Pendidikan karakter atau non kognitif yang diberikan di sekolah tidak akan efektif membentuk karakter pribadi peserta didik apabila tidak diiringi atau ditunjang pendidikan karakter oleh orang tua di lingkungan rumahnya. Sudah barang tentu, pendidikan karakter yang ditanamkan oleh orang tua kepada anaknya memegang peranan penting dalam membentuk pribadi mereka. Terlebih, pendidikan di kampus yang notabene peserta didiknya banyak yang di tinggal jauh dari orang tuanya dengan cara ngekos, meniscayakan kurangnya interaksi dengan orang tuanya.
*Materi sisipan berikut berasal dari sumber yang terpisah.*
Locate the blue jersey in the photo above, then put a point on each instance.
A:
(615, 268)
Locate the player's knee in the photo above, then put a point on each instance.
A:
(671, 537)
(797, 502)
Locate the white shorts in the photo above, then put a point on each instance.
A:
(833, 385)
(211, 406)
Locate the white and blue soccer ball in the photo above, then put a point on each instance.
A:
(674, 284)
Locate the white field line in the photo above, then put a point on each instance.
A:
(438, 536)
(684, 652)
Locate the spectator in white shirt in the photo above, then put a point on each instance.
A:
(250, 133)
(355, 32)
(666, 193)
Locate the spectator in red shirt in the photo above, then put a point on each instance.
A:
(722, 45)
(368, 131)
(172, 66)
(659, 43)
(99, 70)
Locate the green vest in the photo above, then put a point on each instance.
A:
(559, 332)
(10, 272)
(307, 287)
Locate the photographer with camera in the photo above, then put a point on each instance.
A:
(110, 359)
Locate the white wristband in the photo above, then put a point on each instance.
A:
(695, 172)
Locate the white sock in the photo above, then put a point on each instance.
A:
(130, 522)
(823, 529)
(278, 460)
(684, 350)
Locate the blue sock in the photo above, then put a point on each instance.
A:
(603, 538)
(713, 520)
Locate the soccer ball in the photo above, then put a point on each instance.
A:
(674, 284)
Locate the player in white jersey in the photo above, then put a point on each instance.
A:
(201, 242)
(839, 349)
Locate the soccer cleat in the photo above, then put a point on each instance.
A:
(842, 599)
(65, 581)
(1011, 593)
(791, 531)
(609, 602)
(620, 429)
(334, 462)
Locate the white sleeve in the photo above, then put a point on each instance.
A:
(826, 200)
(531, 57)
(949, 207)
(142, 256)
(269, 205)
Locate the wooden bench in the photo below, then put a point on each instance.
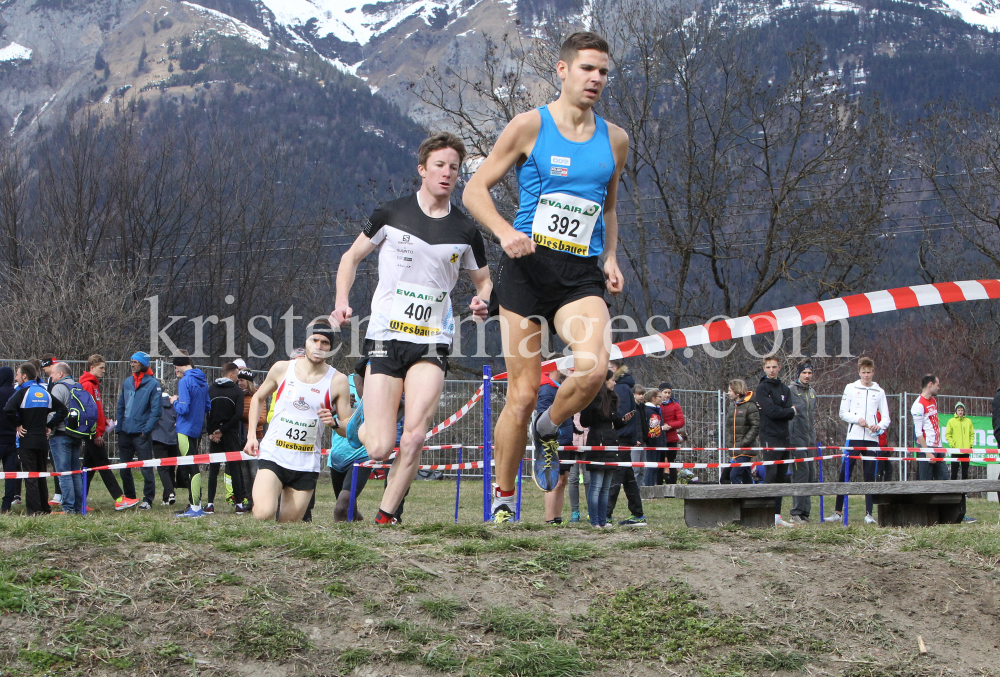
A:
(899, 504)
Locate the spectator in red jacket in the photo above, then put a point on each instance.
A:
(95, 454)
(673, 422)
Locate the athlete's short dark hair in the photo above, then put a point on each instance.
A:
(580, 41)
(437, 142)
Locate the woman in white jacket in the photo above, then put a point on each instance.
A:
(866, 411)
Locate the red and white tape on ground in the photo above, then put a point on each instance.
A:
(829, 310)
(451, 420)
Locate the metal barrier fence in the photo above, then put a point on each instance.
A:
(704, 411)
Tak ayal, krisis keteladanan dari orang tua memaksa mereka mencari jati diri dan figur dari luar. Sebab, memang pada fitrahnya seseorang itu suka meniru. Beruntung apabila ia mendapatkan figur yang pantas untuk diteladani. Bagaimana apabila sebaliknya?

Itu sebabnya, banyaknya kenakalan remaja yang terjadi khususnya di kampus, akibat kurangnya interaksi dan keteladanan dari orang tua di rumah. Bagaimana tidak, mereka tinggal ngekos, jauh dari orang tua. Pulang ke rumah paling cepat mungkin seminggu sekali. Berapa hari mereka berkumpul dengan orang tuanya. Sementara berapa hari mereka berkumpul dan berinteraksi dengan rekan-rekan sepergaulannya. Sungguh, inilah yang menjadi problem besar dalam pendidikan di perguruan tinggi di tanah air kita.

Oleh karenanya, pendidikan agama usia dini adalah sebuah keniscayaan. Tiada pendidikan karakter yang lebih baik kecuali semuanya tercover dalam pendidikan agama.  Bekalilah putra putri kita semenjak dini dengan ilmu dan aqidah yang kuat kendatipun kita harus mengeluarkan biaya besar. Sebab Ilmu akan berguna sekali buat usia dewasanya. Ilmu akan menjaganya sebagaimana pernah Amirul Mukminin Ali bin Abi Thalib  menasehatkan tentang keutamaan ilmu dibandingkan dengan harta:

العِلْمُ خَيْرٌ مِنَ الْمَالِ، العِلْمُ يَحْرُسُكَ وَأَنْتَ تَحْرُسُ الْمَالَ، العِلْمُ يَزْكُو عَلَى العَمَلِ وَالْمَالُ تُنْقِصُهُ النَّفَقَةُ، وَمَحَبَّةُ العَالِـمِ دِيْنٌ يُدَانُ بِهِ، العِلْمُ يُكْسِبُ العَالـِمَ الطَّاعَةَ فِي حَيَاتِهِ، وَجَمِيْلَ اْلأُحْدُوْثَةِ بَعْدَ مَوْتِهِ، وَصَنِيْعَةُ الْمَالِ تَزُوْلُ بِزَوَالِهِ، مَاتَ خُزَّانُ اْلأَمْوَالِ وَهُمْ أَحْيَاءُ وَالْعُلَمَاءُ بَاقُوْنَ مَا بَقِيَ الدَّهْرُ، أَعْيَانُهُمْ مَفْقُوْدَةٌ وَأَمْثَالُهُمْ فِي القُلُوْبِ مَوْجُوْدَةٌ
"Ilmu itu lebih baik daripada harta, karena ilmu akan menjagamu sementara harta harus engkau jaga. Ilmu akan terus bertambah dan berkembang dengan diamalkan sementara harta akan terkurangi dengan penggunaan. Dan mencintai seorang yang berilmu adalah agama yang dipegangi. Ilmu akan membawa pemiliknya untuk berbuat taat selama hidupnya dan akan meninggalkan nama yang harum setelah matinya. Sementara orang yang memiliki harta akan hilang seiring dengan hilangnya harta. Pengumpul harta itu seakan telah mati padahal sebenarnya dia masih hidup. Sementara orang yang berilmu akan tetap hidup sepanjang masa. Jasad-jasad mereka telah tiada, namun mereka tetap ada di hati manusia." (dinukil dari Min Washaya As-Salaf, hal. 13-14)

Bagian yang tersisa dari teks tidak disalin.